He had his boys, some beverages and a big-screen television. Last Super Bowl Sunday, in the basement of his Columbus, Ohio, home, Terry Glenn was doing the same thing as millions of other people—stretching out on a sofa and settling in for kickoff with a bunch of buddies. But ordinary fans didn't have friends teasing them. ("You wish you were there, don't you?") They didn't experience the gut-wrenching jealousy that shot through Glenn when the Patriots won or the ambivalence he felt when a pal asked if he would get a Super Bowl ring. "I said I wouldn't know what to do with one," says Glenn, who didn't receive a ring after being suspended three times by the Patriots last season for various infractions and missing 15 games, including the Super Bowl. "As much as I wanted to be there, I also want to feel part of a team. Watching that game made me hungry."
No player enters this season under more scrutiny than the 28-year-old Glenn, who was acquired by the Packers in March for two draft choices. He's football's most notorious bad boy, a seven-year veteran who, as quarterback Brett Favre says, seems as though he's been around longer because of the publicity he has generated. Still, Glenn has tried to leave his baggage in New England. So far in Green Bay he has worked hard, though minor injuries to both knees kept him out of some practices and the first two preseason games. He has been up front in discussing the seasonlong feud with the Patriots that involved his violating the NFL's substance abuse policy by missing a drug test, New England's withholding $8.5 million of his $11.5 million signing bonus, and his filing a grievance against the Patriots and a lawsuit against the league (both of which, along with the team's countergrievance, were dropped when the trade was made).
Second chances are not unusual for a player with the hands, quickness, speed and body control of Glenn. He says he's motivated, and if that's true, Glenn should help the Packers improve on last season's 12-4 record. "The guy is capable of 100 catches," Favre says. "He has to get used to starting over, which is hard. But I know he's trying. We know he can catch. We want him to be comfortable."
Favre has done his part. Shortly after Glenn's arrival in Green Bay, Favre took him golfing; during camp Favre made sure Glenn saw plenty of passes, to build his confidence and the chemistry between the two. In return the receiver has credited Favre for easing the transition. "He's a draw-it-up-in-the-dirt-type quarterback," Glenn says. "If the play is a comeback and something goes wrong, I know I can't give up. As long as I get open, he'll find me."
Glenn faces added pressure this fall because he's the most experienced wideout on the roster. Though Green Bay was third in passing offense last season, the team replaced its three top receivers because they were injury-prone, ineffective or lazy enough to agitate Favre.

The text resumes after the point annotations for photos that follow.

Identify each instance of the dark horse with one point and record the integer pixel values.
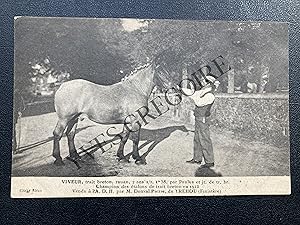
(104, 105)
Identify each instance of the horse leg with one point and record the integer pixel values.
(120, 152)
(57, 134)
(135, 152)
(70, 132)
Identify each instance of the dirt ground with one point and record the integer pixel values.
(167, 144)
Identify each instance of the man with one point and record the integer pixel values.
(203, 100)
(19, 107)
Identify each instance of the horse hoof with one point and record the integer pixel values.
(75, 156)
(123, 160)
(141, 162)
(59, 162)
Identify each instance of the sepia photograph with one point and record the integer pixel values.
(145, 98)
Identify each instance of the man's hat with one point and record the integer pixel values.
(211, 79)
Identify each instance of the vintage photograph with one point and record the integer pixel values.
(150, 98)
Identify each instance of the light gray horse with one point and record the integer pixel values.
(104, 105)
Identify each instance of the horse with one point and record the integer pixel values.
(103, 104)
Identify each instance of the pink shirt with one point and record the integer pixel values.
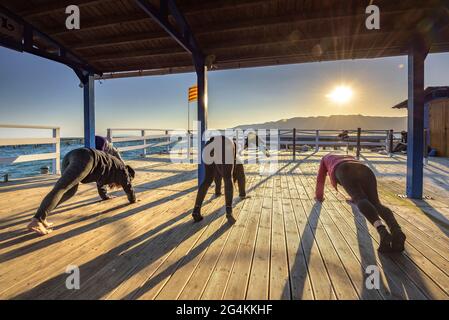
(327, 166)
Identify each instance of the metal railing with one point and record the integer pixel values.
(54, 140)
(358, 139)
(150, 138)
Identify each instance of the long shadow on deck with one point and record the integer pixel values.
(24, 235)
(77, 231)
(307, 242)
(107, 272)
(399, 285)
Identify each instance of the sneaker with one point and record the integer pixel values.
(197, 217)
(37, 227)
(230, 217)
(398, 241)
(385, 240)
(47, 224)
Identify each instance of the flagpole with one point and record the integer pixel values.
(188, 129)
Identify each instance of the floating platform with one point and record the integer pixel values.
(283, 245)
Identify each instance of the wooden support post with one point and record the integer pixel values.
(168, 142)
(415, 145)
(201, 73)
(109, 136)
(89, 111)
(57, 162)
(359, 147)
(144, 152)
(390, 142)
(426, 147)
(294, 144)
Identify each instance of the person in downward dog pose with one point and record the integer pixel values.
(83, 165)
(221, 165)
(360, 183)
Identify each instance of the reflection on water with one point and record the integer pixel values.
(27, 169)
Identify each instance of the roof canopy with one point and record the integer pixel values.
(118, 36)
(431, 93)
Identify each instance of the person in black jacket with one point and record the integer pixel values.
(221, 165)
(83, 165)
(102, 144)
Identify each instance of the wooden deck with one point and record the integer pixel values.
(283, 246)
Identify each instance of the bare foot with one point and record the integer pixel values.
(38, 227)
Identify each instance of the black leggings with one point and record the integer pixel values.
(76, 166)
(228, 173)
(361, 185)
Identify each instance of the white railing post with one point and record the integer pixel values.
(57, 160)
(144, 153)
(109, 136)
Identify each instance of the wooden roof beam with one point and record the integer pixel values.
(246, 43)
(112, 21)
(199, 30)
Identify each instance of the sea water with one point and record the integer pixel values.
(32, 168)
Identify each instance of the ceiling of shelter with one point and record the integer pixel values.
(117, 35)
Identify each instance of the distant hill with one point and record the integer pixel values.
(336, 122)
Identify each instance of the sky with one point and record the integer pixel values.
(36, 91)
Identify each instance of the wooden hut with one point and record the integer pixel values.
(436, 118)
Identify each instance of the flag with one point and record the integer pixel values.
(193, 93)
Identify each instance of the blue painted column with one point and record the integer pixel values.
(89, 111)
(201, 72)
(415, 138)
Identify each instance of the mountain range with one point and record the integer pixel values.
(334, 122)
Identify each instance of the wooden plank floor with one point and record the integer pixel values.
(283, 245)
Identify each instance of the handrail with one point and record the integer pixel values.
(55, 140)
(142, 137)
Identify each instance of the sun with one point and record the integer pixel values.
(341, 94)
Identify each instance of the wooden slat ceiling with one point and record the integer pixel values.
(117, 36)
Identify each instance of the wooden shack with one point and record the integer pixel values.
(436, 118)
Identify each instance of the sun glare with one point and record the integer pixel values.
(341, 94)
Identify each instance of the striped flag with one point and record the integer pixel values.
(193, 93)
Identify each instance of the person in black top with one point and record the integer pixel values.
(102, 144)
(221, 165)
(83, 165)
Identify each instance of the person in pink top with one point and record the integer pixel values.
(360, 183)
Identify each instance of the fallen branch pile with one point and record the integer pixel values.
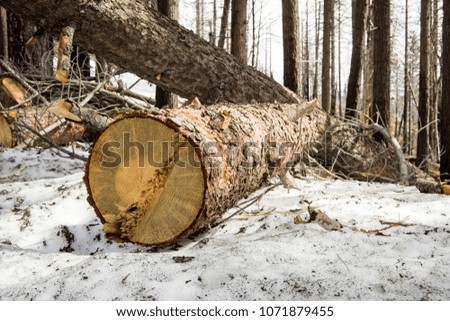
(41, 110)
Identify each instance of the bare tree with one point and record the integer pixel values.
(239, 30)
(424, 80)
(333, 60)
(326, 54)
(382, 62)
(3, 33)
(406, 106)
(306, 56)
(359, 16)
(317, 44)
(224, 23)
(169, 8)
(291, 46)
(445, 100)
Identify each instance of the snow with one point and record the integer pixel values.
(52, 246)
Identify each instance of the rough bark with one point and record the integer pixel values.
(224, 23)
(3, 33)
(201, 161)
(445, 100)
(239, 30)
(316, 64)
(406, 87)
(359, 16)
(333, 61)
(138, 40)
(326, 56)
(291, 46)
(169, 8)
(424, 84)
(381, 111)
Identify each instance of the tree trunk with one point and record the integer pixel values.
(424, 84)
(367, 101)
(38, 119)
(316, 63)
(445, 100)
(326, 56)
(155, 178)
(139, 40)
(224, 23)
(169, 8)
(239, 30)
(406, 138)
(3, 33)
(434, 84)
(333, 60)
(381, 112)
(359, 16)
(291, 46)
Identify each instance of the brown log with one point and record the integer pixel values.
(157, 177)
(13, 130)
(141, 40)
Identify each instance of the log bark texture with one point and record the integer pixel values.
(139, 39)
(157, 177)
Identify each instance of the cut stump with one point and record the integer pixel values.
(157, 177)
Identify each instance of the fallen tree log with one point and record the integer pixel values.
(157, 177)
(13, 128)
(139, 39)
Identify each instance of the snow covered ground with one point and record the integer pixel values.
(52, 247)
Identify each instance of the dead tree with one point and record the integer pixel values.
(239, 30)
(445, 101)
(169, 8)
(139, 39)
(224, 23)
(291, 46)
(326, 56)
(381, 112)
(359, 14)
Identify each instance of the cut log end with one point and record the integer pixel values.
(145, 182)
(6, 135)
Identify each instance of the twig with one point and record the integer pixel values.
(248, 203)
(48, 141)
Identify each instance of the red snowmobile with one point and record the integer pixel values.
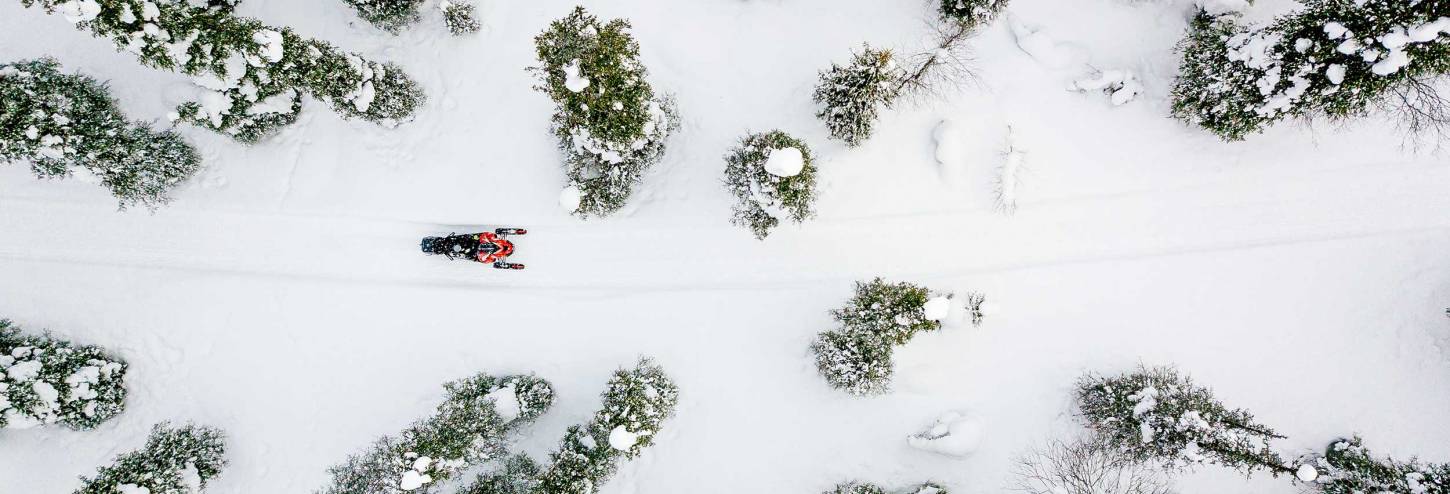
(487, 247)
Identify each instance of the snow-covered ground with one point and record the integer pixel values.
(1302, 274)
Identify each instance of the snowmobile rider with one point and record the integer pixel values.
(492, 248)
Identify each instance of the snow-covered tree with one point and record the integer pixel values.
(1154, 415)
(467, 429)
(1336, 58)
(1349, 468)
(458, 16)
(253, 76)
(67, 125)
(857, 362)
(609, 122)
(773, 177)
(47, 380)
(174, 461)
(1085, 467)
(634, 409)
(892, 310)
(972, 12)
(851, 97)
(387, 15)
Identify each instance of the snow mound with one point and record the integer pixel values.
(953, 435)
(785, 162)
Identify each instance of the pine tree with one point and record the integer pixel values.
(972, 13)
(458, 16)
(47, 380)
(1154, 415)
(1333, 58)
(387, 15)
(634, 409)
(773, 177)
(1349, 468)
(609, 122)
(174, 461)
(467, 429)
(853, 96)
(254, 76)
(65, 123)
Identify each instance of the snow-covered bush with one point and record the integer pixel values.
(854, 361)
(67, 123)
(773, 177)
(851, 97)
(634, 409)
(872, 488)
(387, 15)
(972, 12)
(174, 461)
(1154, 415)
(467, 429)
(892, 310)
(44, 381)
(1349, 468)
(253, 76)
(953, 435)
(1085, 467)
(608, 119)
(458, 16)
(1334, 58)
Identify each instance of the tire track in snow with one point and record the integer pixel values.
(618, 257)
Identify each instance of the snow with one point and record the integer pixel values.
(785, 162)
(622, 439)
(953, 435)
(573, 80)
(1140, 241)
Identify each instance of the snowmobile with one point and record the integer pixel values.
(486, 247)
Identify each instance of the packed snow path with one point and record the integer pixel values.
(283, 297)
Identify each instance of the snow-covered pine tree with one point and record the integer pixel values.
(634, 409)
(174, 461)
(458, 16)
(609, 122)
(892, 310)
(47, 380)
(1349, 468)
(773, 177)
(67, 123)
(853, 361)
(1156, 415)
(851, 97)
(467, 429)
(1334, 58)
(972, 13)
(254, 76)
(387, 15)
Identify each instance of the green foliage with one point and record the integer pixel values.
(254, 74)
(767, 199)
(851, 97)
(1154, 415)
(387, 15)
(467, 429)
(174, 461)
(1237, 80)
(458, 16)
(65, 123)
(634, 409)
(892, 310)
(609, 122)
(972, 13)
(1349, 468)
(45, 380)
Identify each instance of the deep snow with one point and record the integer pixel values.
(1302, 274)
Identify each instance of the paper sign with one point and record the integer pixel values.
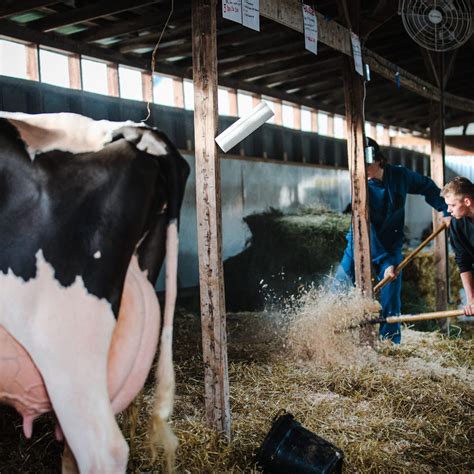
(357, 53)
(310, 29)
(251, 14)
(232, 10)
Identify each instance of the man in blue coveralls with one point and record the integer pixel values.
(388, 187)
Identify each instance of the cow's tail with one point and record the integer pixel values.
(162, 434)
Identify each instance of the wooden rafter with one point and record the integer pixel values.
(88, 13)
(14, 7)
(337, 37)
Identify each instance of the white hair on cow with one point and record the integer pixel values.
(164, 396)
(64, 131)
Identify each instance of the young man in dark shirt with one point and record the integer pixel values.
(459, 197)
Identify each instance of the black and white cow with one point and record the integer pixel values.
(86, 210)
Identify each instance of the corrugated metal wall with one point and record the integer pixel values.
(248, 185)
(269, 141)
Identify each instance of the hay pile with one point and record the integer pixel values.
(390, 409)
(284, 251)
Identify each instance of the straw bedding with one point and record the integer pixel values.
(390, 409)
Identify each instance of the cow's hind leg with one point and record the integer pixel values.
(68, 461)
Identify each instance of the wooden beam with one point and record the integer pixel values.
(178, 91)
(113, 87)
(278, 112)
(330, 125)
(440, 242)
(354, 96)
(32, 69)
(208, 204)
(75, 71)
(14, 7)
(147, 86)
(334, 35)
(233, 104)
(455, 145)
(88, 13)
(138, 23)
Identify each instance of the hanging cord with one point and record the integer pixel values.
(153, 58)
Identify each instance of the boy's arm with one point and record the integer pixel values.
(468, 285)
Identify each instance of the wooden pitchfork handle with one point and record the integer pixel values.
(406, 318)
(409, 257)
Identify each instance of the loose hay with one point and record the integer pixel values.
(407, 411)
(319, 329)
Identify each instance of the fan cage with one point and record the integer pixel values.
(438, 25)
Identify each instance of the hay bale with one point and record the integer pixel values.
(284, 252)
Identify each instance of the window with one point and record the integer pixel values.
(130, 83)
(339, 126)
(288, 117)
(305, 120)
(54, 68)
(94, 76)
(13, 59)
(272, 105)
(244, 103)
(223, 101)
(163, 90)
(322, 123)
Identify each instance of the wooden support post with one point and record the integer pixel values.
(32, 70)
(354, 97)
(75, 73)
(208, 204)
(314, 121)
(147, 86)
(112, 80)
(178, 91)
(353, 92)
(440, 243)
(233, 107)
(255, 100)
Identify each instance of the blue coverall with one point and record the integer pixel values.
(387, 200)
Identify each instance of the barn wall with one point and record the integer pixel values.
(295, 169)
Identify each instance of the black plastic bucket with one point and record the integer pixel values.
(289, 448)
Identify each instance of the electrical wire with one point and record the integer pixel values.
(153, 58)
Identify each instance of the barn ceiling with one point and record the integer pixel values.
(271, 62)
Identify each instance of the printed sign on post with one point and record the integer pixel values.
(357, 53)
(232, 10)
(310, 29)
(251, 14)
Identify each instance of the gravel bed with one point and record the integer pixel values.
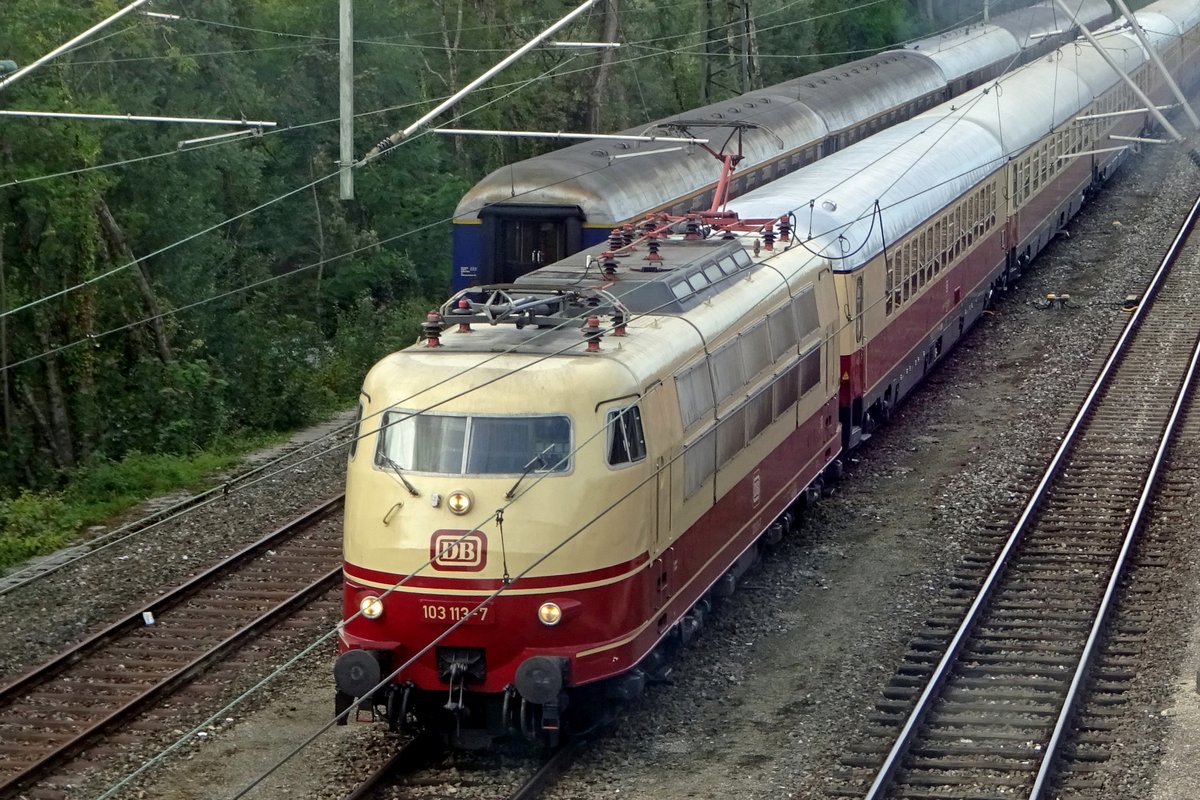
(789, 669)
(53, 612)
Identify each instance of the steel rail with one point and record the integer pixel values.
(924, 703)
(173, 680)
(48, 669)
(411, 757)
(553, 767)
(1085, 661)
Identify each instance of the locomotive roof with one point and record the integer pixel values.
(690, 274)
(654, 344)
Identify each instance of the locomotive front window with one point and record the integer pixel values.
(475, 445)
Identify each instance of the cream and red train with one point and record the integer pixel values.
(636, 465)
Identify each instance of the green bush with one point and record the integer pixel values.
(31, 524)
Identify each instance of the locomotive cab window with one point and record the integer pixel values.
(358, 432)
(474, 445)
(627, 439)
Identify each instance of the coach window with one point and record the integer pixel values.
(627, 439)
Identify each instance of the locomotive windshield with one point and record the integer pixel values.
(475, 445)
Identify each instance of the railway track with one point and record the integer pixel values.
(1006, 693)
(402, 776)
(58, 709)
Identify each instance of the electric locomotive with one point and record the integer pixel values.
(550, 489)
(567, 503)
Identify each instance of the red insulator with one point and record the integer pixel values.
(432, 329)
(653, 258)
(609, 262)
(592, 332)
(463, 308)
(618, 320)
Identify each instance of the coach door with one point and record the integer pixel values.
(519, 239)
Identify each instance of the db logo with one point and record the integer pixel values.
(459, 551)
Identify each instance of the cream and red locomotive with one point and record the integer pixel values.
(550, 488)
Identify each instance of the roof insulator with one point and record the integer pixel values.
(432, 329)
(462, 310)
(592, 332)
(654, 259)
(618, 320)
(609, 260)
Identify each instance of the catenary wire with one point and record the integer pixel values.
(395, 587)
(285, 276)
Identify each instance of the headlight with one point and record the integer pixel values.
(550, 614)
(371, 607)
(459, 501)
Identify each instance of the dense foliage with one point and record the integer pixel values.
(268, 320)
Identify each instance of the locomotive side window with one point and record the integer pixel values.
(627, 440)
(474, 445)
(759, 414)
(783, 332)
(695, 390)
(785, 391)
(731, 435)
(727, 376)
(810, 371)
(755, 349)
(700, 462)
(358, 427)
(805, 308)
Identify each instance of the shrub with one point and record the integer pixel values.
(31, 524)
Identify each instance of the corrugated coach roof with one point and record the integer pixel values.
(912, 170)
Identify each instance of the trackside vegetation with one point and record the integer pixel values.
(173, 306)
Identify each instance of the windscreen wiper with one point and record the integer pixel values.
(537, 461)
(395, 468)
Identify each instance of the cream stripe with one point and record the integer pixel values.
(645, 625)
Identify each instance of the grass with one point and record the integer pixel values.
(42, 522)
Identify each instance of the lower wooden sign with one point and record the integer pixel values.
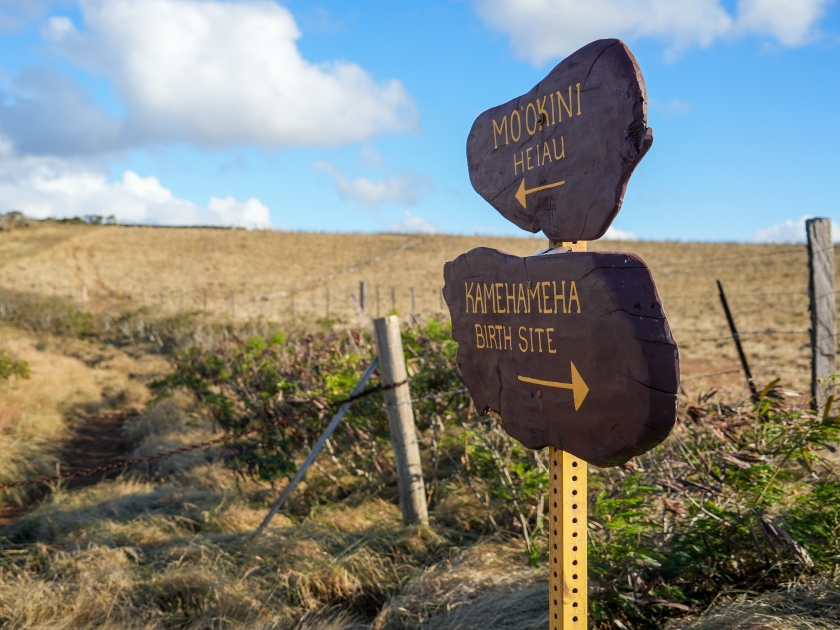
(573, 350)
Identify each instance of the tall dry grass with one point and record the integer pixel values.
(256, 273)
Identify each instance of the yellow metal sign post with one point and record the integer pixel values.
(568, 603)
(567, 579)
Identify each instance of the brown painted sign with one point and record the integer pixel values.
(558, 158)
(573, 350)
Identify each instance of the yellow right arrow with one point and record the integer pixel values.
(520, 194)
(578, 387)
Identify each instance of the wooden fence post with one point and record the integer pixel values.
(401, 419)
(822, 302)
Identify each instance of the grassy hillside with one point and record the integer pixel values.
(738, 510)
(247, 274)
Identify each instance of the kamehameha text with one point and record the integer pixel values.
(547, 297)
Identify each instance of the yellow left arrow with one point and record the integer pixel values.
(520, 194)
(578, 387)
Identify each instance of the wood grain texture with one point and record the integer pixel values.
(401, 420)
(823, 308)
(610, 361)
(589, 124)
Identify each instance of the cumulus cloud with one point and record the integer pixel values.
(617, 234)
(405, 189)
(789, 231)
(205, 72)
(54, 187)
(413, 224)
(541, 30)
(671, 109)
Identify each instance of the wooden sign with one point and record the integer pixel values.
(558, 158)
(573, 350)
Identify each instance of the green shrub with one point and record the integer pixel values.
(10, 366)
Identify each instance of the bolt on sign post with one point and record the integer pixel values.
(571, 348)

Along with Glenn the Packers need rookie first-round pick Javon Walker ( Florida State) and inexperienced players such as Donald Driver, Robert Ferguson and Charles Lee to energize an air attack that in 2001 relied heavily on running back Ahman Green, who had a team-high 62 receptions.
Glenn will play flanker and move into the slot in three-wide-receiver sets, but he'll have to prove that his 5'11", 195-pound frame can withstand the pounding that comes from playing in the West Coast offense. His career includes a broken collarbone ('97) and ankle ('98), along with assorted hamstring injuries. He also must avoid a repeat of last year's off-field drama. "Time will assure me more than anything," says coach Mike Sherman. "Adversity will come, and that will be the true test of whether he can handle it."
Glenn claims he's ready. Of his past difficulties he says, "I was naive. There's no beating the NFL or the Patriots. Looking back, I would've done things differently."
The wait-and-see attitude of some in Green Bay doesn't bother Glenn. "People have their doubts, but that's a blessing," he says. "I got a little complacent in New England and probably needed a change. That experience helped me grow. And there's no way I would trade that for a Super Bowl ring."